Childhood and adolescence is never an easy time for anyone. Dunrea relates one of his deepest regrets in life in ‘Why Do You Always Embarrass Me?’ When he was in high school his mother arrived to pick him up with curlers in her hair and was wearing a “sad, worn out dress.” The author’s first words to her were “Why do always embarrass me so much in front of people?” He continues his attack with “And your Southern hillbilly accent is just as embarrassing. Why can’t you talk properly?” These words come back to haunt him many years later when he becomes a published writer and invites his mother to attend book signings, television interviews, and public speaking events, but she always has an excuse as to why she cannot attend. Finally, when pressed as to why she can’t attend a particularly important award presentation, she tells him. “I don’t ever want to embarrass you in front of people.”

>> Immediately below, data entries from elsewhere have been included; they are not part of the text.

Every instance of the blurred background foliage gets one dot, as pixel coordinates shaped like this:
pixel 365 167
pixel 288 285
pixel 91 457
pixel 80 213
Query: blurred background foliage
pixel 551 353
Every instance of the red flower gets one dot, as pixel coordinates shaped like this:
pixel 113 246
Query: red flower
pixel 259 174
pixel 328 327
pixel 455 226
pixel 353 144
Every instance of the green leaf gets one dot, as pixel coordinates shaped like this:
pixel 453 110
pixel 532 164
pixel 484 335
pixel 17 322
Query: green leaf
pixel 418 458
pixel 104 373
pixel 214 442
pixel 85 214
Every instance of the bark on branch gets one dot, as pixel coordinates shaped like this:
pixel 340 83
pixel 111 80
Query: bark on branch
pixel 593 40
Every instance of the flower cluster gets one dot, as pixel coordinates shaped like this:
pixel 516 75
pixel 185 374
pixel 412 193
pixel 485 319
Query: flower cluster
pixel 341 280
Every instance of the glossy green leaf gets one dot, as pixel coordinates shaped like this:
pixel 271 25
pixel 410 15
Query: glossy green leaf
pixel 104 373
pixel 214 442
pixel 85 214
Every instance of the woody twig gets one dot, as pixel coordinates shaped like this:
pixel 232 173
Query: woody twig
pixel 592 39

Those words haunt the author from that day on.
Nobody Likes an Ugly Child includes stories with titles such as ‘Aunt Mary and Uncle Max,’ ‘Wild Pigs, Wild Times,’ ‘Granddaddy’ and ‘Um, How Do You Say Your Name Again?’
Story by story, pearl by pearl, Dunrea lets the reader get to know him and his “crazy” family, as he likes to put it. As we get to know granddaddy, nanny, mama, daddy, and a bevy of cousins and siblings, aunts and uncles, each one adds to the richness and liveliness of these stories. Each voice, each story rings true and is told in a lively, staccato style.

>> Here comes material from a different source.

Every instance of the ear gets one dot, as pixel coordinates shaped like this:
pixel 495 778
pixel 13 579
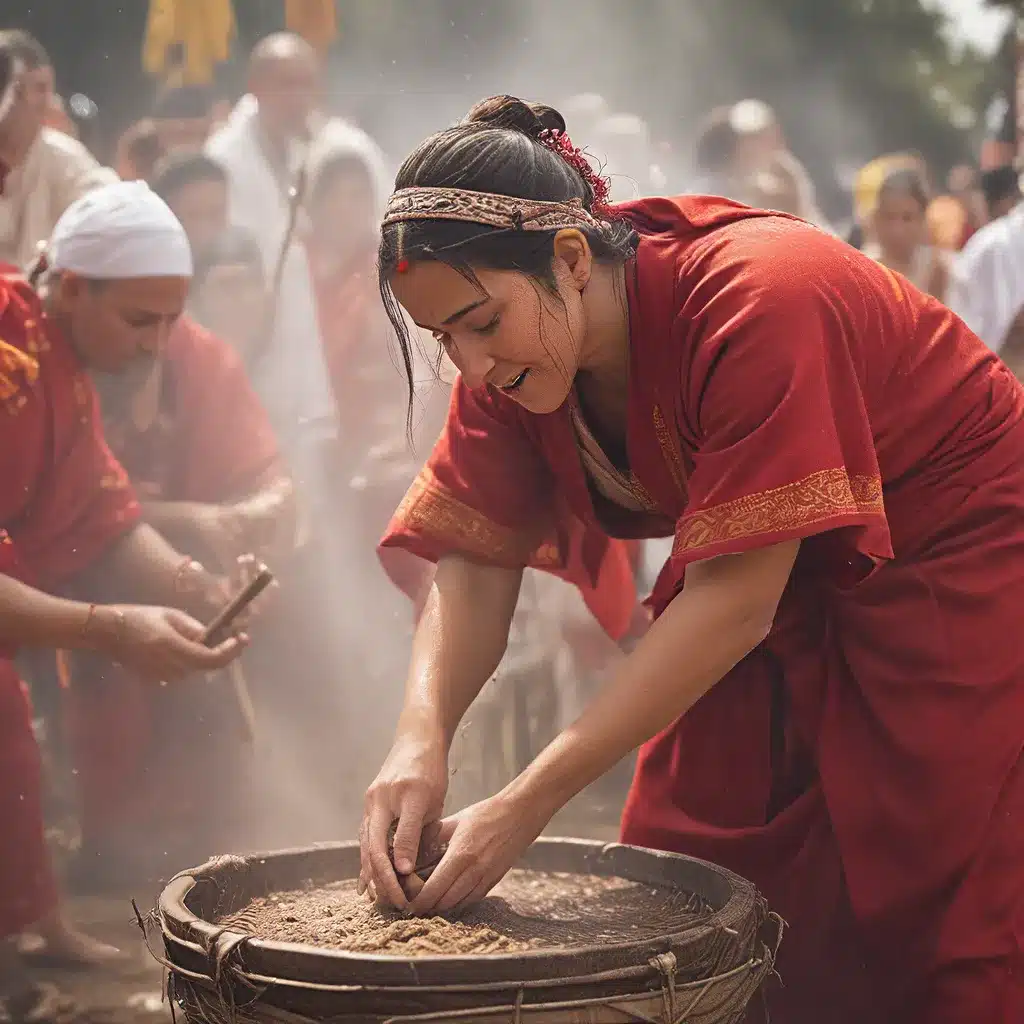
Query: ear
pixel 572 249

The title of the collection is taken from the signature story titled ‘Nobody Likes an Ugly Child.’ Dunrea reveals that the word “ugly” in the South has a double meaning: not attractive or, as in referring to a child, misbehaving. “Don’t act so ugly,” is a refrain that is heard throughout these stories. When the author was two years old he recalls the time when his granddaddy called him over. Thinking he was going to be given a treat “I waddled over to granddaddy on my short, bowed legs. I was not an attractive child by any stretch of the imagination. My granddaddy looked at me, I looked at him, expectantly waiting for something sweet to be offered. Instead of the expected treat Granddaddy backhanded me hard across the face and said ‘That’s just for being so ugly.’ Mama, running to my defense said ‘Oh, daddy, I know he’s ugly, but don’t keep telling he’s ugly.’ I quickly learned that if you are the ugly child life is going to be rough. And it’s best to discover what your talent is as soon as possible. I discovered that I had two talents: I could run fast and I could read and write.”
In the final story ‘I Won’t Embarrass You’ Dunrea leaves his poor Southern family in order to pursue his lifelong dream of going to college ‘Up North.’ He never looks back.
The author states that his “wild imagination and love of stories, and later, books, saved his mental sanity” through all the chaotic insanity of growing up poor. “We really were dirt poor, as I slowly came to accept. Stories were our lifeline. What we lacked in money we made up with in words. Words were our currency. And my family could spend with the best of them.”
I thoroughly enjoyed my time with this quirky and ribald family. I shared their triumphs and their tragedies as if they were my own. Nobody Likes an Ugly Child is one of those short story collections that you hate to see come to an end. We can only hope that Dunrea will share more of his family’s stories with us.